Je me penchai vers Rina.

— Il n’a qu’un œil, murmurai-je.

— Non, jeune demoiselle. J’en ai deux, répondit Harvison à sa place. L’autre se trouve sous la peau que vous voyez. C’est ainsi depuis mon premier souffle.

[...]

— Je n’ai jamais cessé de l’être. (Il désigna le coussin posé par terre en face de lui.) Maintenant, je vais voir l’avenir pour vous, l’amie de madame.

Tandis que je m’installais maladroitement sur le coussin, la diseuse qui avait essayé de me chasser de sa boutique me revint à l’esprit.

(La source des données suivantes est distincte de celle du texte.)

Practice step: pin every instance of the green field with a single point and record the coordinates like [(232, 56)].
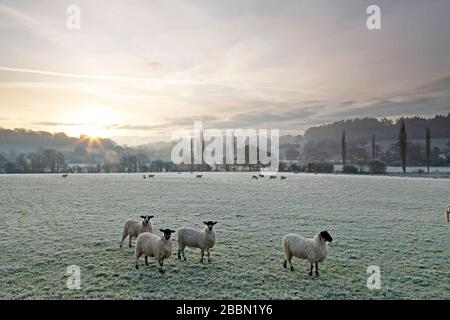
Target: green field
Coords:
[(50, 223)]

— Que voulez-vous ? Un cheveu ? Un ongle ? De la salive ? Du sang ?

— Vos mains, s’il vous plaît.

Il tendit les siennes, les paumes dirigées vers le haut.

Je n’avais jamais touché d’esclave, déclaré ou non, et la haine des Nihons pour les Toriens était universelle. Il se pouvait que je ne récupère jamais mes mains.

« Je vais te libérer, très bientôt, résonna la voix de Dredmore dans mon esprit, et alors tu seras à moi. »

Je posai mes mains sur celles de Harvison. Au premier contact, je m’immobilisai, raide. Je fouillai son visage, mais il ne cilla pas.

Puis il retira lentement ses mains.

— Je suis aveuglé.

— Je n’ai pas touché son œil valide, affirmai-je à Rina. Je le jure.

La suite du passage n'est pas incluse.